Algae specimens [16] were collected off the intertidal zone of the coast of Bajamar, Tenerife, Canary Islands (28°33′15.5″ N 16°20′51.7″ W), in April 2019; transported to the laboratory; and cleaned, rinsed and dried in the dark. The algae were identified as Gongolaria abies-marina by Dr. M. Sansón (Department of Marine Botany of Universidad de La Laguna). A voucher specimen is deposited at the Herbario TFC of SEGAI-ULL under the code 11042019-3.

4.3. Extraction and Bio-Guided Fractionation: Isolation of Compounds 1–4

The dried algal material (233.4 g) was ground and sequentially macerated at room temperature in dichloromethane (DCM) and ethyl acetate (EtOAc) for extraction. Each solvent was renewed three times. The organic solvents were combined, filtered, and evaporated to obtain the crude extract (1.94 g). The extract was fractionated by gel filtration chromatography (Sephadex LH-20 column, n-hexane/DCM/methanol (7:2:1)) to afford fractions F1–F6. Size-exclusion chromatography in Sephadex LH-20 (n-hexane/DCM/methanol (3:1:1)) of the active fraction F6 (689 mg), followed by medium-pressure chromatography of fraction F6.4 (257.4 mg) with a Lobar LiChroprep Si 60 (40–63 μm) column (n-hexane/EtOAc (1:1)) and silica gel column (step gradient from CHCl₃/EtOAc (4:1) to 100% EtOAc) of fraction F6.4.3 (110 mg), allowed the isolation of cystomexicone B (1, 1.39 mg). The normal-phase HPLC of fraction F6.4.3-5 (51.86 mg) (Phenomenex, Luna 5 μm Silica (2) column, 100 Å, 250 × 10 mm; isocratic n-hexane/EtOAc (3:2), 10 min at 1 mL/min; gradient up to 100% EtOAc, 50 min at 2 mL/min; 100% EtOAc, 5 min, 2 mL/min) afforded the pure compounds gongolarone B (2, 1.75 mg, 34.1 min), 6Z-1′-methoxyamentadione (3, 3.10 mg, 37.1 min) and 1′-methoxyamentadione (4, 6.22 mg, 42.1 min). The physical properties and NMR data of compounds 1–4 were confirmed based on those previously reported [16,34].

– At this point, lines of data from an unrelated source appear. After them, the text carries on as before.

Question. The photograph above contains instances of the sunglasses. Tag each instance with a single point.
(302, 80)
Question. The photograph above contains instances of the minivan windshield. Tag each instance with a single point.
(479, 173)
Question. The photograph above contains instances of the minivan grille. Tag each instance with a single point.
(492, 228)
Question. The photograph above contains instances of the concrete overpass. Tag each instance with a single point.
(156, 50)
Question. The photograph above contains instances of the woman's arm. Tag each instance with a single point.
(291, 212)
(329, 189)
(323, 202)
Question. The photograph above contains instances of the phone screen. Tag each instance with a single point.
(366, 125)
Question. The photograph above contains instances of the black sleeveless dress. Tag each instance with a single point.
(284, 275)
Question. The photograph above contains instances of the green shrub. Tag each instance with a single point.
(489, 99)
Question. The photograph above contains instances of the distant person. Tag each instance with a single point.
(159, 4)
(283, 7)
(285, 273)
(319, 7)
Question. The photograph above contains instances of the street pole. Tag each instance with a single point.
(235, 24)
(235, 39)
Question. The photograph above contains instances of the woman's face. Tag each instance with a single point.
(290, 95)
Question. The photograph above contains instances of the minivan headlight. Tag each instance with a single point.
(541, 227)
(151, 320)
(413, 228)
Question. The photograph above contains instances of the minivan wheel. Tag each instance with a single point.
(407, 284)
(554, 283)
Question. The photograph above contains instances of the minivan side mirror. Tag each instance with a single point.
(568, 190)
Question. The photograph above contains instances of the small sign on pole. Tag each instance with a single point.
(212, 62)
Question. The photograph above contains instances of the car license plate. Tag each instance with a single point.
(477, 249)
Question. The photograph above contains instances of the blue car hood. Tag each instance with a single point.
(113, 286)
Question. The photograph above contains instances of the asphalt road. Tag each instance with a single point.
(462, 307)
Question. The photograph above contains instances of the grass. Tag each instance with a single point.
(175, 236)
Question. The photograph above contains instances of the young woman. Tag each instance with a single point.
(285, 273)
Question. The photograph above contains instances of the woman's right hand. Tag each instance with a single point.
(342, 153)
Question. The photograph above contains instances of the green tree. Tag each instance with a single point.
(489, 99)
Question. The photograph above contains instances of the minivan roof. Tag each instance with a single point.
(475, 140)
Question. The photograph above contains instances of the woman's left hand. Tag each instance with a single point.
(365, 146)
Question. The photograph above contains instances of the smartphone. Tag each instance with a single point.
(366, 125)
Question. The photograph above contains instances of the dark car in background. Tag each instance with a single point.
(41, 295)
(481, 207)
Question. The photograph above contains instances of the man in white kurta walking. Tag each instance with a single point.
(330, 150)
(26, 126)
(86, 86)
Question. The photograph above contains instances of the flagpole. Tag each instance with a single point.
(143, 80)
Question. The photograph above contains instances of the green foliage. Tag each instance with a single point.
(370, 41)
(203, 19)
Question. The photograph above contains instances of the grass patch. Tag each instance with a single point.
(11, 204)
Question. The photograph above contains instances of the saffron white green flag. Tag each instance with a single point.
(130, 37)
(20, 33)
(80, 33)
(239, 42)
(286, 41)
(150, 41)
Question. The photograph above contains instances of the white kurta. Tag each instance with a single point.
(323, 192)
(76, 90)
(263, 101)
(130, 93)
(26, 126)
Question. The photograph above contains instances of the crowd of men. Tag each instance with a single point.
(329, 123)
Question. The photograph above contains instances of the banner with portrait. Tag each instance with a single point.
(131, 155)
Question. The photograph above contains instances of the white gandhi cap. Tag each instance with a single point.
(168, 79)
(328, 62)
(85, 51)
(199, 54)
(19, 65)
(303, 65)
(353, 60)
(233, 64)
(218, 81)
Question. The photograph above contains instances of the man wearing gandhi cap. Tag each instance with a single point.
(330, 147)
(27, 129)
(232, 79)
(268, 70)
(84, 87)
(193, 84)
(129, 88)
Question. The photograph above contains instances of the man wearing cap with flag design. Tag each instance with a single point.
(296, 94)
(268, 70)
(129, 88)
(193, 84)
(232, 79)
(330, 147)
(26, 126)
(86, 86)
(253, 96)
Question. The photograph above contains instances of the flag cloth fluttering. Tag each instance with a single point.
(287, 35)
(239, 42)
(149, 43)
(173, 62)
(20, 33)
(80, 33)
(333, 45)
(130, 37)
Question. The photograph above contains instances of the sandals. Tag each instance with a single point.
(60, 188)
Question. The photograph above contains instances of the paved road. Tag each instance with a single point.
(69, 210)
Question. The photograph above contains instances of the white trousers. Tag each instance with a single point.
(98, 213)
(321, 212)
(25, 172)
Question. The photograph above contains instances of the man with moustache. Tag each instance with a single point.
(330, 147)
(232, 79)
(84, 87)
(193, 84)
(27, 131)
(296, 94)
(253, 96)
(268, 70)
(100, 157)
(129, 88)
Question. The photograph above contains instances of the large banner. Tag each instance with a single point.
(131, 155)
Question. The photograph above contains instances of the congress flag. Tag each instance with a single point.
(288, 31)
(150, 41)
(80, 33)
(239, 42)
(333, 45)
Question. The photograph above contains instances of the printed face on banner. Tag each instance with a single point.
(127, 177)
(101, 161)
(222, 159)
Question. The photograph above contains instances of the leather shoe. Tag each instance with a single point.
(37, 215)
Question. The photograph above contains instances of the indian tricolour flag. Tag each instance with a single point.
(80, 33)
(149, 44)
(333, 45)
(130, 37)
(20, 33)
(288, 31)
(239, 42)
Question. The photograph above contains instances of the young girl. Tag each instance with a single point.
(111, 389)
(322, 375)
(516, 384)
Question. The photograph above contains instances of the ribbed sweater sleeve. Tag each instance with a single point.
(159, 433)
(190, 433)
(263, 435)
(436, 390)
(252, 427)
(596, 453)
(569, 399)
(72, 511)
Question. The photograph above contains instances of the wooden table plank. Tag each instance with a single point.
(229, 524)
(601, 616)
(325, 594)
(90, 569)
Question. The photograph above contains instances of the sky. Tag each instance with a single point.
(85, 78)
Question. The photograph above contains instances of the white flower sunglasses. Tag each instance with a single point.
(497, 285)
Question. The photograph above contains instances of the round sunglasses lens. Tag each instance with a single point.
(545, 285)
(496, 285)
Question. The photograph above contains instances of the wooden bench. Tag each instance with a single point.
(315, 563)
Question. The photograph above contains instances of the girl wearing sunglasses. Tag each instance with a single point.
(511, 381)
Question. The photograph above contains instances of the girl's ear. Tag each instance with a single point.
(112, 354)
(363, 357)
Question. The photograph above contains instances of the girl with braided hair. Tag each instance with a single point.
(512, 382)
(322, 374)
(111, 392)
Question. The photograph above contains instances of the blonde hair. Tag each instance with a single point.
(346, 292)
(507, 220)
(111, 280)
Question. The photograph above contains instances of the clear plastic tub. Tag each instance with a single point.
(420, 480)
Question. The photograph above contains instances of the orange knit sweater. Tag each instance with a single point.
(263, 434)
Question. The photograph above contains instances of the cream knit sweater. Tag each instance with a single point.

4.3.1. Cystomexicone B (1)

Colorless oil; IR ν_max 3600, 3350, 1750, 1675, 1450, 1358, 1310, 1160 cm⁻¹; HRESIMS m/z 381.2040 [M+Na]⁺ (calc. C₂₂H₃₀O₄Na, 381.2036); ¹H NMR (600 MHz, CDCl₃) δ 6.53 (s, 2H), 6.18 (t, J = 1.4 Hz, 1H), 6.01 (s, 1H), 5.47–5.42 (m, 1H), 3.68 (d, J = 0.9 Hz, 3H), 3.40 (d, J = 7.1 Hz, 2H), 3.10 (s, 2H), 2.46 (t, J = 7.0 Hz, 2H), 1.80–1.74 (m, 3H). ¹³C NMR (150 MHz, CDCl₃) δ 210.1, 199.7, 158.3, 152.3, 150.3, 134.8, 132.3, 131.1, 128.3, 122.4, 115.9, 113.74, 60.7, 56.1, 42.5, 40.1, 30.3, 28.1, 21.5, 19.4, 16.5, 16.4.

4.3.2. Gongolarone B (2)

Colorless oil; [α]_D²⁰ -22 (c 0.17, CHCl₃); IR ν_max 2970, 2929, 1699 cm⁻¹; HRESIMS m/z 479.2770 [M+Na]⁺ (calc. C₂₈H₄₀O₅Na, 479.2773); ¹H (600 MHz, CDCl₃) δ 6.94 (d, J = 15.6 Hz, 1H), 6.57 (d, J = 3.1 Hz, 1H), 6.54 (d, J = 3.1 Hz, 1H), 6.39 (d, J = 15.6 Hz, 1H), 5.37 (ddd, J = 7.5, 7.5, 1.3 Hz, 1H), 5.30 (ddd, J = 7.2, 7.2, 0.9 Hz, 1H), 3.67 (s, 3H), 3.38 (d, J = 7.5 Hz, 2H), 3.20 (s, 2H), 3.13 (d, J = 5.0 Hz, 1H), 2.76 (ddd, J = 8.7, 6.8, 4.9 Hz, 1H), 2.25 (s, 3H), 1.93 (dddd, J = 13.9, 7.2, 7.2, 7.2 Hz, 1H), 1.71 (d, J = 0.9 Hz, 3H), 1.71 (m, 1H), 1.68 (d, J = 1.3 Hz, 3H), 1.51 (m, 1H), 1.40 (s, 6H), 1.08 (d, J = 6.8 Hz, 3H); ¹³C NMR (150 MHz, CDCl₃) δ 208.7, 204.9, 152.8, 152.6, 149.7, 133.6, 132.2, 130.5, 129.2, 129.0, 128.1, 124.5, 115.8, 113.3, 71.7, 60.5, 53.4, 46.3 44.5, 33.6 29.1, 29.1, 27.5, 26.2, 24.6, 17.0, 16.7, 16.3

4.3.3. 6Z-1′-Methoxyamentadione (3)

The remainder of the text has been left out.